I agree with everything that has been said. After some greping, I noticed that with the exception of LawfulBEq, all of the Lawful* classes in core are exact characterizations. For example, LawfulFunctor, LawfulApplicative, LawfulMonad are all unambiguously what they should mean. So perhaps the issue is that Lawful* shouldn't be used in contexts where it's not obvious what that means. So neither LawfulBEq nor LawfulOrd should exist because the meaning is too ambiguous?

Since Leo appears to be in favor of Gabriel's redefinition of DecidableEq, the issue with LawfulBEq might disappear on its own in core lean4. In the mean time, perhaps Lawful* should be avoided in std4 unless the meaning is unambiguous? Does that sound like a reasonable conclusion?

Mario Carneiro (Oct 15 2022 at 05:53):

I think that still leaves open the question of what to call LawfulCmp though. I don't think SymmCmp is a good name because I don't think symmetry has the right connotation in this context, even though the axiom itself can be called a kind of symmetry. What about OrderedCmp, in the sense "comparator that induces an order"? Although if it is replaced with a theorem about an Ord implementation then OrderedOrd doesn't make a whole lot of sense.

François G. Dorais (Oct 15 2022 at 06:33):

How about OppCmp? (It might help to rename Ordering.swap to Ordering.opp at the same time.)

François G. Dorais (Oct 15 2022 at 06:39):

OrderedCmp doesn't make sense to me since the Condorcet pattern satisfies the axiom:

  | a | b | c |
a | = | < | > |
b | > | = | < |
c | < | > | = |

Gabriel Ebner (Oct 15 2022 at 06:40):

I think a key part in this confusion is the meaning of the word "order". From what I can tell, Mario doesn't regard transitivity as a key requirement for orders.

Gabriel Ebner (Oct 15 2022 at 06:41):

since the Condorcet pattern satisfies the axiom

Or for anybody who can't read diagrams: a < b and b < c but c < a.

Mario Carneiro (Oct 15 2022 at 06:58):

Gabriel Ebner said:

I think a key part in this confusion is the meaning of the word "order". From what I can tell, Mario doesn't regard transitivity as a key requirement for orders.

This is why I said the naming question is hard. It's just a relation. (Actually this one axiom is enough to at least prove that .eq is reflexive and .lt is irreflexive.)

Mario Carneiro (Oct 15 2022 at 06:58):

but it does have orderish names like .lt as a result of its return type

François G. Dorais (Oct 15 2022 at 07:07):

This is called a complete simple directed graph, or a tournament, but that's irrelevant.
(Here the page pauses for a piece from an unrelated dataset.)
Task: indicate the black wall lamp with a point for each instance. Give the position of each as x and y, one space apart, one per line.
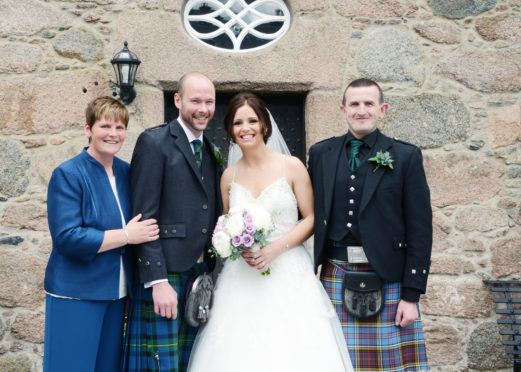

I have no good suggestion. Maybe ProperCmp? It has the same issue as LawfulCmp but at least there are no other uses of Proper* as far as I know.

François G. Dorais (Oct 15 2022 at 07:08):

What about DirectedCmp?

François G. Dorais (Oct 15 2022 at 07:14):

To me, that suggests that every comparison has only one direction.

Mario Carneiro (Oct 15 2022 at 07:41):

Unfortunately Directed already has a meaning in order theory and it's not what we want

Mario Carneiro (Oct 15 2022 at 07:44):

What about OrientedCmp? Kind of similar connotation but the nearest math word is not used in order theory

François G. Dorais (Oct 15 2022 at 07:58):

OrientedCmp sounds great to me!

Do you mean Directed in the sense that any two elements have an upper bound? I don't think that confusion would occur in this case since any preorder arising from a comparison function must be total, so any subset is automatically directed.